5. In finding the loan commitment unenforceable as lacking mutuality of obligation, the trial court pointed out two other objections which, without going into a lengthy summary of evidence, we find well taken. There were in the letters many stipulations and conditions; the lender was not obliged to close unless all stipulations capable in its exclusive judgment of being satisfied prior to the closing had been satisfied. No guidelines are afforded as to which conditions the parties might have had in mind. Again, the lender need not close until both it and a third party approved the defendant's plans and specifications, but the "commitment" does not set out any details of specifications. In fact, at the time the defendant broke off negotiations, it had just received from the named third party a letter containing some 40 objections to the plans submitted in the meantime.
As was pointed out in the special concurrence to Clayton McLendon, Inc. v.
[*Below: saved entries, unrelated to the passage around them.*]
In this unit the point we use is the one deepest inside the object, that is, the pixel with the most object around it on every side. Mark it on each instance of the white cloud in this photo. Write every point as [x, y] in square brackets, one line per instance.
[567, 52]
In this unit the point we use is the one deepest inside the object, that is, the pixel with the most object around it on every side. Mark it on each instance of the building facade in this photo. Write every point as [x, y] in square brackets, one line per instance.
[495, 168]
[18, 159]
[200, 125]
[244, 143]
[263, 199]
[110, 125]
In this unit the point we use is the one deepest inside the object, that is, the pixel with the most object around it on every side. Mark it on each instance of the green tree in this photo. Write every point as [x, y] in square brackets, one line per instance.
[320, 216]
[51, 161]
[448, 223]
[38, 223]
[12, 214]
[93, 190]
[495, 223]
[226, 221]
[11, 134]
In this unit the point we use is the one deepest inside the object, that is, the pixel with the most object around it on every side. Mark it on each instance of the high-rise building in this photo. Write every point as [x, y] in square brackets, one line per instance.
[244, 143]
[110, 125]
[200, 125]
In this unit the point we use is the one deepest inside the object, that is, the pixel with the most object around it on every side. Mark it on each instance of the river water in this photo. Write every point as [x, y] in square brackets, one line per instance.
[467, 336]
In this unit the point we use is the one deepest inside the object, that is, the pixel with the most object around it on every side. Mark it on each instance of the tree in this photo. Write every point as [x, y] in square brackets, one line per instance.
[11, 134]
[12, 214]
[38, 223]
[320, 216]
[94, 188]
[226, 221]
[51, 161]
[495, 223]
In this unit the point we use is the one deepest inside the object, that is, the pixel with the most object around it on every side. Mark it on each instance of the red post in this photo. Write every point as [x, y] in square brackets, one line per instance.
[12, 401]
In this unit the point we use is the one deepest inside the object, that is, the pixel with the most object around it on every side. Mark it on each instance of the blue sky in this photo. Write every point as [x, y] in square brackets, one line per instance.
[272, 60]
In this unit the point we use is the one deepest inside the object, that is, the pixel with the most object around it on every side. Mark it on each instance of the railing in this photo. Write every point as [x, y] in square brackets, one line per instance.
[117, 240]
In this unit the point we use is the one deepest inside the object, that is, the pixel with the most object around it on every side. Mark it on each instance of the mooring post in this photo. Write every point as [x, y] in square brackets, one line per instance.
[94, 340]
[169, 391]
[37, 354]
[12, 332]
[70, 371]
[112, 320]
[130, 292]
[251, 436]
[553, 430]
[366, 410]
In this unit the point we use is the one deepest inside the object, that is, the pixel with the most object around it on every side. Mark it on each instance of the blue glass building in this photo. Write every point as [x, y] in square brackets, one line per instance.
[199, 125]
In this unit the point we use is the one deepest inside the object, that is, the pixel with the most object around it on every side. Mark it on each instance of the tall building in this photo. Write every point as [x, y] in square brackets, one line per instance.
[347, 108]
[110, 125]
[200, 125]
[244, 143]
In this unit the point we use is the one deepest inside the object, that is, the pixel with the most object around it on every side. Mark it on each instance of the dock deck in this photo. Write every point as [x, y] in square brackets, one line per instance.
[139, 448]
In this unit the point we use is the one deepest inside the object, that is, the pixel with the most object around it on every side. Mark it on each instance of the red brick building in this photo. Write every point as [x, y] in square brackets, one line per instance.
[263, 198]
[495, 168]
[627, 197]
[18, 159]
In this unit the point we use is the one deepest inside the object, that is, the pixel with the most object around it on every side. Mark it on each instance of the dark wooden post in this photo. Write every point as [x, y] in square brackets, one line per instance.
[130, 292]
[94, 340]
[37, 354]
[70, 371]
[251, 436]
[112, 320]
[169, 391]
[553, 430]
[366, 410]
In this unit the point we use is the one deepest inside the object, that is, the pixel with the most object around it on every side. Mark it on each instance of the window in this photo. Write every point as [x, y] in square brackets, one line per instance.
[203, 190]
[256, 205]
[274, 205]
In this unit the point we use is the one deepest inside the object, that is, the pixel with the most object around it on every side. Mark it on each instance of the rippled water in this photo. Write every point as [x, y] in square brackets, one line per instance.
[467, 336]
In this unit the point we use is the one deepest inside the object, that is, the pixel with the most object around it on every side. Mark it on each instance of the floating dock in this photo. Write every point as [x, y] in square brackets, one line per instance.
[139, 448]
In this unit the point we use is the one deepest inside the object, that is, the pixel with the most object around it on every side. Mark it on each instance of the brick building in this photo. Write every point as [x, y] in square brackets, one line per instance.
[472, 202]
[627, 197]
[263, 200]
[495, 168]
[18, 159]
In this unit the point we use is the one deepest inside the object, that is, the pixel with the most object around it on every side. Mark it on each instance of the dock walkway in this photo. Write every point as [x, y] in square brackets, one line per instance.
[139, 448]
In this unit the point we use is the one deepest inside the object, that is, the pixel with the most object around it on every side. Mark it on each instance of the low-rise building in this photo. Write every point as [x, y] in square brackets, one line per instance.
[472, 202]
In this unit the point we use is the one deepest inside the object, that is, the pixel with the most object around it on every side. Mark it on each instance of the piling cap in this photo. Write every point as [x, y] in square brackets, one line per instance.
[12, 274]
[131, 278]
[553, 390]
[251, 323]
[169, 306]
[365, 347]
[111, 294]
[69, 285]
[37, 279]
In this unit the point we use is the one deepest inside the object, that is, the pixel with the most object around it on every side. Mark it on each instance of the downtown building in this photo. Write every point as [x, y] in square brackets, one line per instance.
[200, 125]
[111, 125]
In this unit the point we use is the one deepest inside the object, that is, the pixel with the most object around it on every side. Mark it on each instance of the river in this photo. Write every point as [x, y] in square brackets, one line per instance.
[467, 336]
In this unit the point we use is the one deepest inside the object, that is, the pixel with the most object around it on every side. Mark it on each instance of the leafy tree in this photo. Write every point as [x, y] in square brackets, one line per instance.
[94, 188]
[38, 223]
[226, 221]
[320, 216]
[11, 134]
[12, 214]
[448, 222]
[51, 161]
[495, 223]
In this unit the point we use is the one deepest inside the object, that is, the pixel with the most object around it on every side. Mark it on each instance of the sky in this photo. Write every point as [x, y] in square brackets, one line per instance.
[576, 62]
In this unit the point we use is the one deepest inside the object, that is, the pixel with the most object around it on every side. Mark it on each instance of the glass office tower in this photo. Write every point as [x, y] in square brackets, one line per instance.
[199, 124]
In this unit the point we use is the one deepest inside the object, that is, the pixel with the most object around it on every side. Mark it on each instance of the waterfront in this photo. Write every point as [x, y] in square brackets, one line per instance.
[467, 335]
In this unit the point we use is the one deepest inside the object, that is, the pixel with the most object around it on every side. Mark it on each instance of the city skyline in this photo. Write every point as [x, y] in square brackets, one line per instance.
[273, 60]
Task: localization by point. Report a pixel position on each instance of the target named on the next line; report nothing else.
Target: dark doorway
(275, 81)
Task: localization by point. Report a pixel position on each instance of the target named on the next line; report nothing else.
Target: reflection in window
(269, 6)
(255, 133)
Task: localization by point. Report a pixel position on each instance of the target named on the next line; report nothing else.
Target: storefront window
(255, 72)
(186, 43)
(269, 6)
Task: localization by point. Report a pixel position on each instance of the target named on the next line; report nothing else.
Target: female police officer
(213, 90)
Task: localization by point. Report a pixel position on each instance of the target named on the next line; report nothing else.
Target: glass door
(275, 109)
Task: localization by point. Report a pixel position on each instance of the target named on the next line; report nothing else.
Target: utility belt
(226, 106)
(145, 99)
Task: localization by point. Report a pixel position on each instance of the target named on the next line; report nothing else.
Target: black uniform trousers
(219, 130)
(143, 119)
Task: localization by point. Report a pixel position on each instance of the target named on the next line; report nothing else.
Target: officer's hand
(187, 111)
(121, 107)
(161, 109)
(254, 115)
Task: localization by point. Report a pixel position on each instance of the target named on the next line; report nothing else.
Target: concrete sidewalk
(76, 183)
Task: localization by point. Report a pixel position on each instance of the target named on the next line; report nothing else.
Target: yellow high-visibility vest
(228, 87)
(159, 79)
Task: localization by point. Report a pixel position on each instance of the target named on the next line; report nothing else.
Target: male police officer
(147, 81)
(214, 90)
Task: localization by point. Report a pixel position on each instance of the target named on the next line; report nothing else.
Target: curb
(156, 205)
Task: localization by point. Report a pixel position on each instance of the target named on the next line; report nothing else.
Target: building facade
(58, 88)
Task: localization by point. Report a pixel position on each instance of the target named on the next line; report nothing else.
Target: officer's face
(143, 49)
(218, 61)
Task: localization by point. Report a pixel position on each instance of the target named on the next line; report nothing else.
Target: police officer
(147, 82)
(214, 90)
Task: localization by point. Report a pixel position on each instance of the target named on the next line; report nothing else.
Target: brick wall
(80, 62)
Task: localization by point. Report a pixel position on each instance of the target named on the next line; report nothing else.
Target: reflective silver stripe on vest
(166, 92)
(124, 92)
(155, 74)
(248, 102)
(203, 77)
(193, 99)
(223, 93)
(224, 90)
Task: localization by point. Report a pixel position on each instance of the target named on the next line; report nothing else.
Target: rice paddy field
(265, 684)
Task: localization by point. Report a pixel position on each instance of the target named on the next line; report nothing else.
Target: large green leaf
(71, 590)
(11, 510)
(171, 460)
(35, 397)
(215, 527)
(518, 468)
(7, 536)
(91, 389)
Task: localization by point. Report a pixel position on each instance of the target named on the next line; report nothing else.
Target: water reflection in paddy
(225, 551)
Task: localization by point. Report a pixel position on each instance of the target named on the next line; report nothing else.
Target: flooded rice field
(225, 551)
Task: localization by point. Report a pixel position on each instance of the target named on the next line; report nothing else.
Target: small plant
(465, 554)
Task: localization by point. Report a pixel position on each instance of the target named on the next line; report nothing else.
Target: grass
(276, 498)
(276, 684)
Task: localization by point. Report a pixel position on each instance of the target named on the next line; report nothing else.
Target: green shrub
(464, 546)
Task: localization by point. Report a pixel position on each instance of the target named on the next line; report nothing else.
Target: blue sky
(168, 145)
McCarthy, supra, where a contract specifies conditions which may be accepted or refused in the discretion of one of the contracting parties (as where work must be done "to his satisfaction"), such discretionary acceptance may take the form of either a condition precedent or subsequent. If the former, no rights arise until the discretion is exercised; if the latter, the contract "is valid until the contracting party exercises his discretion to annul it, the burden then being on the opposite party to show that the discretion was not fairly exercised if he wishes to insist on enforcement." Id., p. 79. The conditions relating to consideration (the amount to be loaned) and to subject matter (plans and specifications for the hospital to be built with the proceeds on land which was to be sold to the lender and which it was to lease back to the corporation) were not fully determined, and the determination was left to the discretion of the lender and the named third party. Not only could the commitment not be "closed" until all these details were worked out; until they were agreed upon they constituted conditions precedent to a contract which, being left to the discretion of one contracting party only, did not constitute a binding *300 contract between the corporation and the lender, nor one upon which the broker could with any exactitude figure a 2% commission.
The trial court properly entered judgment in favor favor of the defendant.
Judgment affirmed in main appeal; dismissed in cross appeal. Evans and Stolz, JJ., concur.